So erhalten Busch und Co. beim epochalen, punkigen "Das Gift Der Spinne" tatkräftige Unterstützung von Diener Bastille, dessen höchst variable Stimmlage sich geradezu perfekt in das zugrundeliegende Gesamtbild einfügt. Es findet sich eben zusammen, was zusammen gehört! "Maskerade" lädt dann bewusst gewagt zum sprichwörtlichen Tanze auf dem Maskenball der Gemüter ein, während das sphärische "Daydream" gekonnt zum Träumen und temporären Loslassen nur allzu gewichtiger Gedanken einlädt. Überhaupt verstehen es "Carpe Noctem" mit jedem einzelnen ihrer Stücke vortrefflich, so manch starrem Griff des oftmals trostlosen Alltags zu entgleiten und dem weltlichen Treiben in Richtung schwereloser Leichtigkeit zu entfliehen.

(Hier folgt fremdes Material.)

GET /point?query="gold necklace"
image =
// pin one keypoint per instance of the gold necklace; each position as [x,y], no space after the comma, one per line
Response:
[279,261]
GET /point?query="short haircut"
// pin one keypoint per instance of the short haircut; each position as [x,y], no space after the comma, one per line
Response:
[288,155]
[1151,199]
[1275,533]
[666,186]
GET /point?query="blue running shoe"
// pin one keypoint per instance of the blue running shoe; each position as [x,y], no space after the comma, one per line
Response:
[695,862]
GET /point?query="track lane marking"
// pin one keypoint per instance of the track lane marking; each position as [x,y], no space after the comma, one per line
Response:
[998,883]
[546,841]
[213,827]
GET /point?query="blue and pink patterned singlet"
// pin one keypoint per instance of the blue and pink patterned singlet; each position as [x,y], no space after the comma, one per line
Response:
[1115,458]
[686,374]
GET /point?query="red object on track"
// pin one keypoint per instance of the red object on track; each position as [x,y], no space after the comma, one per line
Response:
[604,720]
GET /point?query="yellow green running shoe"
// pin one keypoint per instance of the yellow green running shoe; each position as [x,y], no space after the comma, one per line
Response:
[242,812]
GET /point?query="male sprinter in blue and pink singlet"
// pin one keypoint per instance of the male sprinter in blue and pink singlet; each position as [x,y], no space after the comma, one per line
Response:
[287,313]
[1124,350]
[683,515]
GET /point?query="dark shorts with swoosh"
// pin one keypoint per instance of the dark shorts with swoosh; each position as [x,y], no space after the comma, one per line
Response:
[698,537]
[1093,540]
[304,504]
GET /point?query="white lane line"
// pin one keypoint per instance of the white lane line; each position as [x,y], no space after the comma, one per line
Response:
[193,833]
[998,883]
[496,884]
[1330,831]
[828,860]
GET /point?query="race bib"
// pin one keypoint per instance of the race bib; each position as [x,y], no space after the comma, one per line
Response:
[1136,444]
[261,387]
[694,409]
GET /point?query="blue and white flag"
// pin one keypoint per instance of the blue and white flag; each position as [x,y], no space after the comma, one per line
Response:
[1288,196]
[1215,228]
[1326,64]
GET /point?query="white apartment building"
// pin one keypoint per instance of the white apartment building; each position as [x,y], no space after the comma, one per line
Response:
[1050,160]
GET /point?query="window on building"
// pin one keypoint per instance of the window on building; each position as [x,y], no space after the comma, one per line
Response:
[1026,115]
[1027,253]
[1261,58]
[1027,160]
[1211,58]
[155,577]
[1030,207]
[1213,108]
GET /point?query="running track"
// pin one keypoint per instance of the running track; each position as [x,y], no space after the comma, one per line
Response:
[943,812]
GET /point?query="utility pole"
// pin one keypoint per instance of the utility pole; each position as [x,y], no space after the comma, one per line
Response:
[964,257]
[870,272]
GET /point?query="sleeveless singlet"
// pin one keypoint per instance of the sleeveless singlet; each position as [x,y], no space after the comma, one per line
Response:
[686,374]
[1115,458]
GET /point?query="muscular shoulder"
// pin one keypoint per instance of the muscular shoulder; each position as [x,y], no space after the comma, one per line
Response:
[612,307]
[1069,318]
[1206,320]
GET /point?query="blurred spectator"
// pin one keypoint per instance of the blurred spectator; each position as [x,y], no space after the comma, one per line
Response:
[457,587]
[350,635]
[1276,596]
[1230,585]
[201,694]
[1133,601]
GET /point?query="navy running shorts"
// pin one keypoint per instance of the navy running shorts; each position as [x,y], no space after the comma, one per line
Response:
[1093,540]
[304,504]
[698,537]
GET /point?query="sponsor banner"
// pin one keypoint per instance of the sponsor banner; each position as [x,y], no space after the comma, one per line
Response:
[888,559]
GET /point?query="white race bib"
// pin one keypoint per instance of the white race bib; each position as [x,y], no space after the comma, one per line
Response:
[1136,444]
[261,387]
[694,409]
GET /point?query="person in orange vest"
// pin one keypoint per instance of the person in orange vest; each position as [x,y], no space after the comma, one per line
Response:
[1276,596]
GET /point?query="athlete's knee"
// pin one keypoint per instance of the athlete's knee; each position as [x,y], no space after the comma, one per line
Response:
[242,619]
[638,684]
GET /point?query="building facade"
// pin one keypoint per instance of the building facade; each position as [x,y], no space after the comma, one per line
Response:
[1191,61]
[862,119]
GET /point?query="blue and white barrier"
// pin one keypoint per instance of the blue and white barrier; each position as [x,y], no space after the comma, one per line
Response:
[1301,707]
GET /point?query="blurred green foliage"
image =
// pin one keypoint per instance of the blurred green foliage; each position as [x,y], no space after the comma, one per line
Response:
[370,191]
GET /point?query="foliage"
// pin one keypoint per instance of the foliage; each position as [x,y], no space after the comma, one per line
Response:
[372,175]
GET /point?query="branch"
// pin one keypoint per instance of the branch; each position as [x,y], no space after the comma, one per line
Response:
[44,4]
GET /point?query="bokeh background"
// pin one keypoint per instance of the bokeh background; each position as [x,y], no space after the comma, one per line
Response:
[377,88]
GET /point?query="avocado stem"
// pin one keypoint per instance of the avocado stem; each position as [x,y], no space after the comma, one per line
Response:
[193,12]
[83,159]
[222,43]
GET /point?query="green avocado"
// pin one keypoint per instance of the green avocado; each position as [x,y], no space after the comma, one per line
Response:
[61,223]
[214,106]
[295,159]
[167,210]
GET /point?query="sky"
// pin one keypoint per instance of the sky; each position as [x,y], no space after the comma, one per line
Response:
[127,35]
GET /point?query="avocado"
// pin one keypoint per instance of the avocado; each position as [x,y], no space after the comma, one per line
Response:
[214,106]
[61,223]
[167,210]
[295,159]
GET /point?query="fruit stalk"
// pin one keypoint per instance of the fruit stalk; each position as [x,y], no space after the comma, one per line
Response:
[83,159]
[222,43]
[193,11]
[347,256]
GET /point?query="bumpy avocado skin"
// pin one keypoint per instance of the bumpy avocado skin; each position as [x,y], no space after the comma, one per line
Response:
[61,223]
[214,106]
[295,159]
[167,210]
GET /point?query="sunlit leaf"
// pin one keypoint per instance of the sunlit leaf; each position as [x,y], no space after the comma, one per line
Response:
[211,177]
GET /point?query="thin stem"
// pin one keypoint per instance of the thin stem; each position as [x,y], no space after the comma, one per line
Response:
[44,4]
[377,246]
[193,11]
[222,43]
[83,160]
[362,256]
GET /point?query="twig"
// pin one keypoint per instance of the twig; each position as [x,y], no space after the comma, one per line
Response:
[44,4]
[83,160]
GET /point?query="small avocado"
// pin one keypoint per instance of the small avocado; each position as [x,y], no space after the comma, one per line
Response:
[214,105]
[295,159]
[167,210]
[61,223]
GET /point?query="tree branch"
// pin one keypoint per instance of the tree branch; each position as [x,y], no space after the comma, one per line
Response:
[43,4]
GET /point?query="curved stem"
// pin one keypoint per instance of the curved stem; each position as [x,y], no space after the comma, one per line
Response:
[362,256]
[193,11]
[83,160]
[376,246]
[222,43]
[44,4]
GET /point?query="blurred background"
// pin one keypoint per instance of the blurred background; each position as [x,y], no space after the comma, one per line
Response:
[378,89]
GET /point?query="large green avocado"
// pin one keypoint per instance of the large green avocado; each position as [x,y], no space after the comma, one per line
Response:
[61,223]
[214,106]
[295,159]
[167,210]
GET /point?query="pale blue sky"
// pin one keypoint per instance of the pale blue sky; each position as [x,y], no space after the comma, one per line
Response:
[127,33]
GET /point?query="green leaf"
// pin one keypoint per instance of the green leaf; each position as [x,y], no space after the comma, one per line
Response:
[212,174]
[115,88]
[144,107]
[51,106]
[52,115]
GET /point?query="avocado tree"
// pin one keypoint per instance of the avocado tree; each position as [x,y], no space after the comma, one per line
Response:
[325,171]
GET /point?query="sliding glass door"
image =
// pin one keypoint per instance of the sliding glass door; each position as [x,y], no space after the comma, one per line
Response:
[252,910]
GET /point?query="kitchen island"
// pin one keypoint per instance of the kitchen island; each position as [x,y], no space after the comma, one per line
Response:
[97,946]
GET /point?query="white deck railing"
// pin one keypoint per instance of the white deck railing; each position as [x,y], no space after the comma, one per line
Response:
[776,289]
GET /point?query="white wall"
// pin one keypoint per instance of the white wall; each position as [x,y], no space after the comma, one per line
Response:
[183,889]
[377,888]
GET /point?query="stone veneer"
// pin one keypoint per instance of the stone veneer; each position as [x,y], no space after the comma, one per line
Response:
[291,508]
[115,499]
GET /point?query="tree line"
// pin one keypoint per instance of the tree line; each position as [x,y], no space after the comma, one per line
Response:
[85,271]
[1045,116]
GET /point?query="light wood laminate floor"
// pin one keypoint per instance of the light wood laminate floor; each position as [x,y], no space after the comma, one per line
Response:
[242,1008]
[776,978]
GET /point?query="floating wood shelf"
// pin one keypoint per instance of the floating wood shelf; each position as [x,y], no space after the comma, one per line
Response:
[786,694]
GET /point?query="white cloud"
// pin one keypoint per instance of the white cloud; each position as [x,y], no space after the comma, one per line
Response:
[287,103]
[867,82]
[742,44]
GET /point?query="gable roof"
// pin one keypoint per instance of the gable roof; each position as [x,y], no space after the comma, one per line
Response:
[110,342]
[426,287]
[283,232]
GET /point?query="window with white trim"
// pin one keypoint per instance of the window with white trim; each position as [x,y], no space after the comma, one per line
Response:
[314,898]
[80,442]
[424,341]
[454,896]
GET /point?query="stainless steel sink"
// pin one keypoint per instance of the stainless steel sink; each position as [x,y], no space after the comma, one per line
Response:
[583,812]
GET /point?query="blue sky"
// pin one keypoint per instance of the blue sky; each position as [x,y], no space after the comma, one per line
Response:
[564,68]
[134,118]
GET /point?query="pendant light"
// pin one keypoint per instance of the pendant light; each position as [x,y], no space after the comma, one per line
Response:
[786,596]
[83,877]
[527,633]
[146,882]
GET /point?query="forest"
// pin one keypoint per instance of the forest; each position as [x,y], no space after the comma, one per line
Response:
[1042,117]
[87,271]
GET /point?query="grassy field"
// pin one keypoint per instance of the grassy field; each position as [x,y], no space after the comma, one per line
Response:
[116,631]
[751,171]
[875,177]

Den englischsprachigen Zeilen von "Toxicity" leiht im Folgenden dann der coppelianische Cellist Graf Lindorf sein markantes Organ. Bis auf die beiden genannten Ausnahmen, bleiben die Songs allerdings durchgängig rein instrumental und somit ganz ohne Gesang. Einen solchen brauchen die hochwertigen Arrangements jedoch auch gar nicht zwingend, wie das raubeinige "Tavernenspiel" oder das hoch dramatische "Requiem" zeigen, welches entgegen möglicher Erwartungen alles andere als ruhig und gediegen ausfällt. Einen ausgiebigen Ausflug in sanftere Landschaften bietet da viel eher das behutsam zelebrierte "Autumn" und auch der emotionale Abschluss "Penthesilea" weiß mit perfekt gesetzten Akzenten zur rechten Zeit zu berühren. Überhaupt wissen "Carpe Noctem" um ihre Möglichkeiten und kreieren fortwährend eine schwelgerische Sinnesreise mit fesselnder Atmosphäre und viel Raum für die Inspiration und Fantasie des Hörers. Mal schnell, dann langsam, laut und im nächsten Moment wieder leise und sinnlich. So ziemlicher jeder Titel bietet das volle Potential, den weltlichen Zwängen und Konventionen für eine kleine Weile zu entkommen, sich mehr und mehr zu verlieren. Das Prinzip weiß bereits nach dem ersten Durchlauf zu begeistern und ist sowohl Liebhabern klassischer Musik, als auch Anhängern rifflastiger Kost mit Niveau wärmstens zu empfehlen, denen ein offenes Herz gegeben ist und die nicht an starren Prinzipien und Genre-Tristesse interessiert, ja, vielleicht sogar davon gelangweilt sind. Langeweile kommt hier keineswegs auf, zu facettenreich und anspruchsvoll führen "Carpe Noctem" durch ihre musikalische Welt. Ein gelungenes Lehrstück mit viel Licht und erfreulich wenig Schatten. Genieße die Nacht!

Informationen:

http://www.carpenoctem.band/#start

https://de-de.facebook.com/carpenoctemband/

Massive Ego - Beautiful Suicide (2017)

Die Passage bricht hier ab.